My point? If Metro and indeed McCann really are claiming that Dumb Ways to Die led to a 20 percent reduction in risky behaviour; e.g. a significant behavioural change in a period of two months, then we really need to see the empirical evidence.

Was the campaign (read; video) evaluated on a random sample of Christmas holidays commuters to ascertain prompted and unprompted message awareness at comparable stations benchmarked for incidence of risky behaviour over the same time period? Was the messaging measured against motivators and detractors of said behavioural change outcomes? Were environmental factors such as Christmas holidays, station and facility upgrades, weather et al included?

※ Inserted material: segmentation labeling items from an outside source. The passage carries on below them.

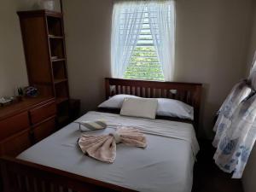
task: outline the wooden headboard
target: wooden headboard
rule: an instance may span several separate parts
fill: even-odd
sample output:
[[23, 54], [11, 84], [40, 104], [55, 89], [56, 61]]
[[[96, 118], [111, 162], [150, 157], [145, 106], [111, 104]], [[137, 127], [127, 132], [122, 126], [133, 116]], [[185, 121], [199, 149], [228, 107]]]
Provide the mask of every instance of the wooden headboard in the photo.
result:
[[170, 98], [182, 101], [194, 108], [195, 128], [198, 128], [201, 84], [105, 79], [106, 98], [117, 94], [129, 94], [147, 98]]

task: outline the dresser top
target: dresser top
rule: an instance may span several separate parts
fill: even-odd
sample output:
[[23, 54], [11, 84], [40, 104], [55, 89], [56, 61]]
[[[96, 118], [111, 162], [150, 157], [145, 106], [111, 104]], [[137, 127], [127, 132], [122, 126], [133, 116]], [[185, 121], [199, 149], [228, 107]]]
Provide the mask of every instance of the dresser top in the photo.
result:
[[0, 107], [0, 120], [37, 106], [55, 101], [53, 97], [25, 97], [23, 101]]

They’re just the easy questions.

Don’t get me wrong; I loved the video and the use of fun and frivolous delivery to raise awareness of behaviours that need to be changed. The execution was brilliant. McCann’s CD and team should be sitting back still revelling in creating such a viral piece of content they’ll get prospects coming to them with a simple brief of ‘make it go viral like Dumb Ways to Die’, all while they’re polishing their creative awards for a content piece that worked to cut through. And they deserve it.

But if we’re going to be taken seriously and avoid becoming an industry that already smells like an asshole based economy; we need to be a bit more transparent and apply more critical thinking over a longer period of time before we agree that the campaign was indeed effective in what it sort to achieve; a behaviour change.

And if Metro put the figures where their claims are and disclose that they have indeed evaluated the campaign messaging against the annual safety figures in a way that can categorically prove Dumb Ways to Die wasn’t dumb, but did the impossible, yes of course, I’ll apologise. Publicly.

Until then, let’s just write the awards articles for Dumb Ways to Die, revelling in the social media viral video that changed behaviour and saved lives. In two months. Without disclosure of evaluation methods. Or a bit more time to cook to you know, actually change behaviour. On a sustained, and therefore effective level.

Because who doesn’t want to be a cyber utopian in a bullshit economy of social media hyperbole?